[ISN] SSTP One Reason to Look Forward to Vista SP1

From: InfoSec News (alerts@private)
Date: Wed Jan 24 2007 - 23:25:44 PST

Forwarded from: Security UPDATE <Security_UPDATE (at) list.windowsitpro.com>


Free Brief: Personal HP Workstations = Higher ROI?

Understanding and Leveraging Code Signing Technologies

esxRanger Professional: Hot Backups for VI3

=== CONTENTS ===================================================

IN FOCUS: SSTP One Reason to Look Forward to Vista SP1

   - Fortify Software Extends Its Reach 
   - TJX Reveals Big Data Breach
   - What's Hot: Readers Recommend the Best Products
   - Recent Security Vulnerabilities

   - Security Matters Blog: 51 Reasons to Patch Your Oracle 
   - FAQ: Find a User's DN
   - From the Forum: TACACS Authentication
   - IT Pro of the Month--December 2006 Winner
   - Share Your Security Tips

   - New Endpoint Safety Features
   - Wanted: Your Reviews of Products 




=== SPONSOR: Hewlett-Packard ===================================

Free Brief: Personal HP Workstations = Higher ROI?
   Discover why financial services executives get a LOT more out of 
their IT investments by investing in HP Personal Workstation 
Technology. Quickly learn how workstations ensure accuracy and security 
while driving down short and long term operating costs. This quick-read 
guide is a must read today.

=== IN FOCUS: SSTP One Reason to Look Forward to Vista SP1 =====
   by Mark Joseph Edwards, News Editor, mark at ntsecurity / net

Sometimes building a VPN can be tedious work, especially when firewalls 
are involved. There are of course ways to build VPNs that can usually 
traverse a firewall without the need to configure new rules. One of the 
most common methods is to use a Secure Sockets Layer (SSL)-based VPN, 
which can be made to operate over standard HTTP ports. 

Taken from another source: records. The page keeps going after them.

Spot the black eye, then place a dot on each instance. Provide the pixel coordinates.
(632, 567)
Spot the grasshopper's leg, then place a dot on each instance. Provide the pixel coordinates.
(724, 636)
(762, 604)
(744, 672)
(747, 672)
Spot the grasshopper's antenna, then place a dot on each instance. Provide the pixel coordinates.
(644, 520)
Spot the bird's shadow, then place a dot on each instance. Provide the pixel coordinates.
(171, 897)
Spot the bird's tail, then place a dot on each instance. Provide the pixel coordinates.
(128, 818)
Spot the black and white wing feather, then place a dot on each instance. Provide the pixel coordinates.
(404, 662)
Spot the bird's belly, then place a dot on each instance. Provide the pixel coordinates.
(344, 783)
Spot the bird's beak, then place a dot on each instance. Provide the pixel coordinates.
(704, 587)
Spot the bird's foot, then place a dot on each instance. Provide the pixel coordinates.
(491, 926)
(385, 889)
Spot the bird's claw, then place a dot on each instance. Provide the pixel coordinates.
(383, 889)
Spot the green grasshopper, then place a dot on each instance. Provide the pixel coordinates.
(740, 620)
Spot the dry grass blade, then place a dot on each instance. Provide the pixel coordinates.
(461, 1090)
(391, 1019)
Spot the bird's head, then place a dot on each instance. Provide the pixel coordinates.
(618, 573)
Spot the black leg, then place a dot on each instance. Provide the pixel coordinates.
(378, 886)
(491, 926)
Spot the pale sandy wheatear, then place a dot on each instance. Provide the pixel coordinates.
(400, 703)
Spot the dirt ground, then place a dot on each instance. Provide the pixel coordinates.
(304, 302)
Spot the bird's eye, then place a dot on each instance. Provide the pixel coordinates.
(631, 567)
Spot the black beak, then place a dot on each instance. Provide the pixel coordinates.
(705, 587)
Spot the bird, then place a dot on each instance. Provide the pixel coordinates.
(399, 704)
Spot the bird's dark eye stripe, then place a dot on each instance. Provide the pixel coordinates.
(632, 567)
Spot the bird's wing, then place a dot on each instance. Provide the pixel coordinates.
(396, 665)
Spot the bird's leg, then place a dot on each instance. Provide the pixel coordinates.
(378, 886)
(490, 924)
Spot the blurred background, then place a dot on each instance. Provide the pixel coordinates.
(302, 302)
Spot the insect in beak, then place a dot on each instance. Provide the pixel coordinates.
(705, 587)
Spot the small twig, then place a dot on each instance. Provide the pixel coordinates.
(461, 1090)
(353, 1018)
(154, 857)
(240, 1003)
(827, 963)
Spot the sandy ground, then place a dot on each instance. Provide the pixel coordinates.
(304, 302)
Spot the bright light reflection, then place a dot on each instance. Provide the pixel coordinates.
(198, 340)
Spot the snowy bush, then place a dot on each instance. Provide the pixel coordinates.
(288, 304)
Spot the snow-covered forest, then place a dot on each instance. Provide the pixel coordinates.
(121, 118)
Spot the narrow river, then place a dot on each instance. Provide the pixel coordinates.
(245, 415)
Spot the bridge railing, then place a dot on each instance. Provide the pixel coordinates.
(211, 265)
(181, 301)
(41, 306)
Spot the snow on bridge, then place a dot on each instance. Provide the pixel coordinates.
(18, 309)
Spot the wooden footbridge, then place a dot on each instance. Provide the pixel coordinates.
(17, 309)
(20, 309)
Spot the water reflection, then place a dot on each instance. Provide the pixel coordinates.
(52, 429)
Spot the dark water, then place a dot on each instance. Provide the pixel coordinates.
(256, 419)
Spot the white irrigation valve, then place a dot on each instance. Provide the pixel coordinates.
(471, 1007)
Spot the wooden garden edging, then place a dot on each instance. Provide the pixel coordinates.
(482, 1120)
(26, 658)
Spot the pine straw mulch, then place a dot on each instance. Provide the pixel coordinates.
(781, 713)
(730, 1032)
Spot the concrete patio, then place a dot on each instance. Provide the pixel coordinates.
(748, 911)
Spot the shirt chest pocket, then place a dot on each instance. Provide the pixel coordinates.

Microsoft's new VPN technology, Secure Socket Tunneling Protocol 
(SSTP), does exactly that. SSTP is an SSL-based client-to-server VPN 
tunneling protocol designed to make connectivity much easier. 

The biggest benefit of SSTP is that because it works over standard HTTP 
ports, SSTP traffic will be able to traverse a network to reach the 
end-point server even when the client is behind a Network Address 
Translation (NAT)-enabled network, Web proxy, or reasonably configured 
firewall that at least allows Web traffic. This will be very helpful, 
especially for mobile users who find themselves using networks at 
hotels and conference centers, which sometimes lock down their networks 
to the point of being unusable except for the most basic needs. 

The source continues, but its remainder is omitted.